Depuis dix ans, l’association Skin monte des binômes entre d’ex-malades du cancer et des artistes, contribuant ainsi à redonner du sens à des vies souvent dévastées par le parcours de soins. Cécile Reboul, présidente de cette structure et nommée parmi les 13 Femmes de santé 2020, nous en explique le fonctionnement.
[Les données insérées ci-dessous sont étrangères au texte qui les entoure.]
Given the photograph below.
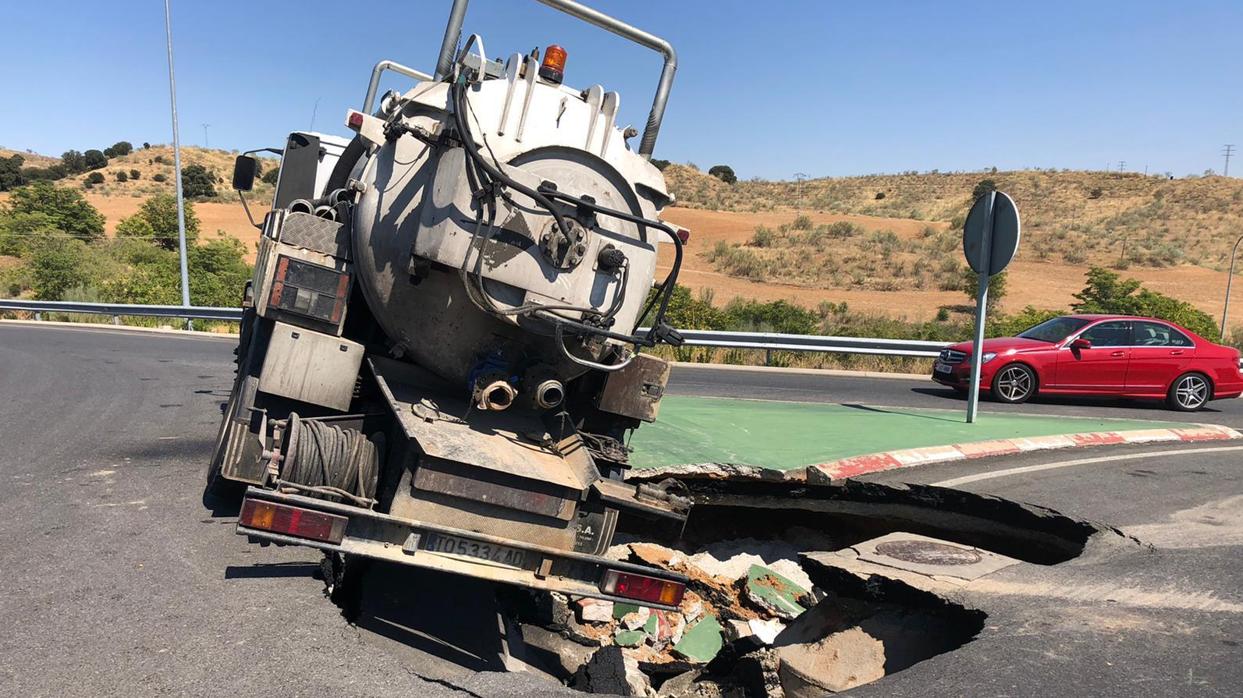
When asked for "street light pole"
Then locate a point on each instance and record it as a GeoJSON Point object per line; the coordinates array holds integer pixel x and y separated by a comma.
{"type": "Point", "coordinates": [1229, 280]}
{"type": "Point", "coordinates": [177, 160]}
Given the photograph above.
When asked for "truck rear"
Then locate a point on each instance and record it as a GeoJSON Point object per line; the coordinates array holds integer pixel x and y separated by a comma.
{"type": "Point", "coordinates": [441, 353]}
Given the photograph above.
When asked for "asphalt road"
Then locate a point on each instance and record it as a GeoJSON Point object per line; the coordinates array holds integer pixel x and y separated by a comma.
{"type": "Point", "coordinates": [119, 581]}
{"type": "Point", "coordinates": [823, 386]}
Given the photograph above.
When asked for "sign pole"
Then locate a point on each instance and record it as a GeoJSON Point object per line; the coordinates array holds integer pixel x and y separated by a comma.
{"type": "Point", "coordinates": [981, 311]}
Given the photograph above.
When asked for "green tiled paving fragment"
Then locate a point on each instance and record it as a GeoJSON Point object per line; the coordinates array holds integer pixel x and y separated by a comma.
{"type": "Point", "coordinates": [701, 641]}
{"type": "Point", "coordinates": [773, 591]}
{"type": "Point", "coordinates": [794, 435]}
{"type": "Point", "coordinates": [629, 637]}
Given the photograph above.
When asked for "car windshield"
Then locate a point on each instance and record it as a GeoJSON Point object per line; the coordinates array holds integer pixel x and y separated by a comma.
{"type": "Point", "coordinates": [1053, 330]}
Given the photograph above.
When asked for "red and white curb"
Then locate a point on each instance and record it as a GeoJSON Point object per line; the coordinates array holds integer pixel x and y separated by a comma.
{"type": "Point", "coordinates": [857, 466]}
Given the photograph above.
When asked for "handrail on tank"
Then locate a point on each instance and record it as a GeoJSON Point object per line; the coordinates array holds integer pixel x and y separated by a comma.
{"type": "Point", "coordinates": [368, 103]}
{"type": "Point", "coordinates": [458, 15]}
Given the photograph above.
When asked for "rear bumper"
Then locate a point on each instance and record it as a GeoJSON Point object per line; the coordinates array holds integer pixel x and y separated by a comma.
{"type": "Point", "coordinates": [372, 534]}
{"type": "Point", "coordinates": [960, 376]}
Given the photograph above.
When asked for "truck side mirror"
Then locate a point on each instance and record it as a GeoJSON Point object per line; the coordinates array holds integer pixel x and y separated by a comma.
{"type": "Point", "coordinates": [244, 173]}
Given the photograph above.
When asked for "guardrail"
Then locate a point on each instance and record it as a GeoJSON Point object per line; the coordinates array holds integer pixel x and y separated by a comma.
{"type": "Point", "coordinates": [766, 340]}
{"type": "Point", "coordinates": [117, 309]}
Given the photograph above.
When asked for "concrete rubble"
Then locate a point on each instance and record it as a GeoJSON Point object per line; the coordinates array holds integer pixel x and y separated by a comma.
{"type": "Point", "coordinates": [751, 622]}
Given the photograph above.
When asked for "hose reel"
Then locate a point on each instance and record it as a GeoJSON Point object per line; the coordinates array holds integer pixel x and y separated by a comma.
{"type": "Point", "coordinates": [326, 460]}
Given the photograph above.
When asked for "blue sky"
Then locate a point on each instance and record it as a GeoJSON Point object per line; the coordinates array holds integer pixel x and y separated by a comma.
{"type": "Point", "coordinates": [771, 88]}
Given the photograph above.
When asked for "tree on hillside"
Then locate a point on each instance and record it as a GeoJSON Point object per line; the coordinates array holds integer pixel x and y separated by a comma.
{"type": "Point", "coordinates": [95, 159]}
{"type": "Point", "coordinates": [22, 232]}
{"type": "Point", "coordinates": [118, 149]}
{"type": "Point", "coordinates": [71, 213]}
{"type": "Point", "coordinates": [73, 162]}
{"type": "Point", "coordinates": [724, 173]}
{"type": "Point", "coordinates": [10, 173]}
{"type": "Point", "coordinates": [50, 173]}
{"type": "Point", "coordinates": [160, 213]}
{"type": "Point", "coordinates": [982, 188]}
{"type": "Point", "coordinates": [57, 265]}
{"type": "Point", "coordinates": [1106, 292]}
{"type": "Point", "coordinates": [198, 181]}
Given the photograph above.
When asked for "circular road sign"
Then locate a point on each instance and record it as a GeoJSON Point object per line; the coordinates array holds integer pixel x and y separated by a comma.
{"type": "Point", "coordinates": [997, 234]}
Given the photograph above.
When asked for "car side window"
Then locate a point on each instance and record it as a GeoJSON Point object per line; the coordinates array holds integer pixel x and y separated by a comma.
{"type": "Point", "coordinates": [1109, 334]}
{"type": "Point", "coordinates": [1157, 334]}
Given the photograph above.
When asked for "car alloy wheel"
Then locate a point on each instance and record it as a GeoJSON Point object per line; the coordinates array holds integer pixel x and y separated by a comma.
{"type": "Point", "coordinates": [1014, 383]}
{"type": "Point", "coordinates": [1190, 393]}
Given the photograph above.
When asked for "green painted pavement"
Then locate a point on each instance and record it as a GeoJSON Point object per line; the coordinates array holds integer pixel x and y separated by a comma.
{"type": "Point", "coordinates": [793, 435]}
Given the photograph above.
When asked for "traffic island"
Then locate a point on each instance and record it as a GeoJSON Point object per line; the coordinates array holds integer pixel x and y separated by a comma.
{"type": "Point", "coordinates": [838, 441]}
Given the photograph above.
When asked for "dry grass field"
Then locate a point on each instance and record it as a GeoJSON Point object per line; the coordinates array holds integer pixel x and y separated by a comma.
{"type": "Point", "coordinates": [896, 256]}
{"type": "Point", "coordinates": [900, 255]}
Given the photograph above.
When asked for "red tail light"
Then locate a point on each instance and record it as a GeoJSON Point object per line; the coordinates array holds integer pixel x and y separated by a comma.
{"type": "Point", "coordinates": [642, 588]}
{"type": "Point", "coordinates": [292, 521]}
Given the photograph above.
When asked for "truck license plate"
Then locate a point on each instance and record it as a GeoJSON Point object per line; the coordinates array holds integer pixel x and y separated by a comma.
{"type": "Point", "coordinates": [454, 545]}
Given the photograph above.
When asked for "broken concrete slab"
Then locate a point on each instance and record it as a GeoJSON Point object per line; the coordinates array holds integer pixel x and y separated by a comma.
{"type": "Point", "coordinates": [714, 471]}
{"type": "Point", "coordinates": [701, 641]}
{"type": "Point", "coordinates": [553, 652]}
{"type": "Point", "coordinates": [775, 594]}
{"type": "Point", "coordinates": [931, 557]}
{"type": "Point", "coordinates": [593, 610]}
{"type": "Point", "coordinates": [623, 610]}
{"type": "Point", "coordinates": [629, 637]}
{"type": "Point", "coordinates": [835, 663]}
{"type": "Point", "coordinates": [766, 631]}
{"type": "Point", "coordinates": [732, 559]}
{"type": "Point", "coordinates": [609, 671]}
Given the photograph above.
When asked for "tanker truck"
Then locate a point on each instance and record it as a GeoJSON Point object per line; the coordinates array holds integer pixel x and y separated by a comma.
{"type": "Point", "coordinates": [443, 348]}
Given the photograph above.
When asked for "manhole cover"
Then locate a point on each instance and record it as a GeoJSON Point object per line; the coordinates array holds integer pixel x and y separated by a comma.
{"type": "Point", "coordinates": [927, 553]}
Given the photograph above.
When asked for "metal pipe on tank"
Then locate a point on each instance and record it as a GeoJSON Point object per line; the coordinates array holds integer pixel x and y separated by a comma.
{"type": "Point", "coordinates": [453, 32]}
{"type": "Point", "coordinates": [666, 73]}
{"type": "Point", "coordinates": [496, 396]}
{"type": "Point", "coordinates": [648, 144]}
{"type": "Point", "coordinates": [550, 394]}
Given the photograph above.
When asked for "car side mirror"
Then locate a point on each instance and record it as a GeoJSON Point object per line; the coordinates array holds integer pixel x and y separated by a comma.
{"type": "Point", "coordinates": [245, 168]}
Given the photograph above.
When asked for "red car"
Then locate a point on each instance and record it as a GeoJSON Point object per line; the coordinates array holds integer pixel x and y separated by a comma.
{"type": "Point", "coordinates": [1116, 355]}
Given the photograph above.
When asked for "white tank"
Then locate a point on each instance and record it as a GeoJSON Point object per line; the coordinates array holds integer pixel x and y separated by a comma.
{"type": "Point", "coordinates": [453, 286]}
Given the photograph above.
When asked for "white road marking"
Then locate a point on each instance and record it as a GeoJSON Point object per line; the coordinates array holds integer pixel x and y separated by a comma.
{"type": "Point", "coordinates": [991, 475]}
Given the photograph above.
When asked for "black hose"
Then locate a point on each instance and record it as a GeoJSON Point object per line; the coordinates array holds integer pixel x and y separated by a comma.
{"type": "Point", "coordinates": [339, 176]}
{"type": "Point", "coordinates": [331, 460]}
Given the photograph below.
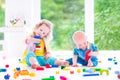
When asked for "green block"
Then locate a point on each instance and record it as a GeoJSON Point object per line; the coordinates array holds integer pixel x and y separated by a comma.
{"type": "Point", "coordinates": [97, 69]}
{"type": "Point", "coordinates": [84, 70]}
{"type": "Point", "coordinates": [48, 78]}
{"type": "Point", "coordinates": [62, 67]}
{"type": "Point", "coordinates": [37, 44]}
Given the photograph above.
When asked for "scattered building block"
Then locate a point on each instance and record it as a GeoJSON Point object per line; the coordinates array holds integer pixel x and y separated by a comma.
{"type": "Point", "coordinates": [47, 66]}
{"type": "Point", "coordinates": [78, 70]}
{"type": "Point", "coordinates": [63, 78]}
{"type": "Point", "coordinates": [71, 72]}
{"type": "Point", "coordinates": [104, 70]}
{"type": "Point", "coordinates": [57, 72]}
{"type": "Point", "coordinates": [95, 74]}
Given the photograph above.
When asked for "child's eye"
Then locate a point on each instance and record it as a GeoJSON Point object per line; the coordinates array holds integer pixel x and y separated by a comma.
{"type": "Point", "coordinates": [43, 33]}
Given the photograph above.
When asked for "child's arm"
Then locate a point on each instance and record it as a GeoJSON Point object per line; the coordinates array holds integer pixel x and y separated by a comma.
{"type": "Point", "coordinates": [74, 60]}
{"type": "Point", "coordinates": [31, 39]}
{"type": "Point", "coordinates": [95, 53]}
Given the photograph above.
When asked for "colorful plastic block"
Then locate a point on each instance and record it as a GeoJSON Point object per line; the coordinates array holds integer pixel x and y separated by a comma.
{"type": "Point", "coordinates": [87, 55]}
{"type": "Point", "coordinates": [95, 74]}
{"type": "Point", "coordinates": [3, 70]}
{"type": "Point", "coordinates": [57, 72]}
{"type": "Point", "coordinates": [39, 68]}
{"type": "Point", "coordinates": [6, 77]}
{"type": "Point", "coordinates": [32, 74]}
{"type": "Point", "coordinates": [62, 67]}
{"type": "Point", "coordinates": [118, 76]}
{"type": "Point", "coordinates": [78, 70]}
{"type": "Point", "coordinates": [71, 72]}
{"type": "Point", "coordinates": [47, 79]}
{"type": "Point", "coordinates": [7, 66]}
{"type": "Point", "coordinates": [55, 66]}
{"type": "Point", "coordinates": [104, 70]}
{"type": "Point", "coordinates": [63, 78]}
{"type": "Point", "coordinates": [47, 66]}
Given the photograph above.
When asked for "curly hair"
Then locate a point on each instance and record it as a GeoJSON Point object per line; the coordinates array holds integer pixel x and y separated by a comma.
{"type": "Point", "coordinates": [49, 25]}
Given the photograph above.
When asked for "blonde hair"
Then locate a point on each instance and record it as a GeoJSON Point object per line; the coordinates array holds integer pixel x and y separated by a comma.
{"type": "Point", "coordinates": [80, 35]}
{"type": "Point", "coordinates": [49, 25]}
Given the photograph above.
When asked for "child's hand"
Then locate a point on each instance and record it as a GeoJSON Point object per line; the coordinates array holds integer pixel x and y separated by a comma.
{"type": "Point", "coordinates": [75, 65]}
{"type": "Point", "coordinates": [90, 64]}
{"type": "Point", "coordinates": [47, 56]}
{"type": "Point", "coordinates": [93, 53]}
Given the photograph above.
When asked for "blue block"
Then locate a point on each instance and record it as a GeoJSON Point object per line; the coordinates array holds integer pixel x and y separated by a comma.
{"type": "Point", "coordinates": [55, 66]}
{"type": "Point", "coordinates": [3, 70]}
{"type": "Point", "coordinates": [18, 68]}
{"type": "Point", "coordinates": [38, 37]}
{"type": "Point", "coordinates": [6, 77]}
{"type": "Point", "coordinates": [91, 74]}
{"type": "Point", "coordinates": [115, 62]}
{"type": "Point", "coordinates": [109, 59]}
{"type": "Point", "coordinates": [117, 72]}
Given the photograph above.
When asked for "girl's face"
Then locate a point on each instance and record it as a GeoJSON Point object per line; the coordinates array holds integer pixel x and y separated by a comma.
{"type": "Point", "coordinates": [42, 31]}
{"type": "Point", "coordinates": [81, 44]}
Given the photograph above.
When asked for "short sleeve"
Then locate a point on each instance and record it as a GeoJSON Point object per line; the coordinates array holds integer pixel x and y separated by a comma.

Pouvez-vous nous raconter comment est née l’association Skin ?

Cela a commencé avec ma propre traversée d’un cancer, à l’âge de 40 ans. J’ai alors fait deux constats. Tout d’abord, au moment du diagnostic, je n’avais aucun support, personne qui pouvait me rassurer sur le fait que je redeviendrais une femme, après. Je me suis alors dit qu’il fallait que j’écrive un livre à mettre dans les salles d’attente, pour rassurer les femmes. Ensuite, j’ai réalisé que ce n’est qu’après la bataille qu’on compte ses blessures. Pendant le parcours de soins, on est aidé par le corps médical, par les proches, mais une fois que c’est terminé, tout le monde pense que c’est derrière vous : on commence à culpabiliser d’être en vie, on se replie sur soi, on s’isole, on perd un temps fou à demander de l’aide… C’est une chute vertigineuse.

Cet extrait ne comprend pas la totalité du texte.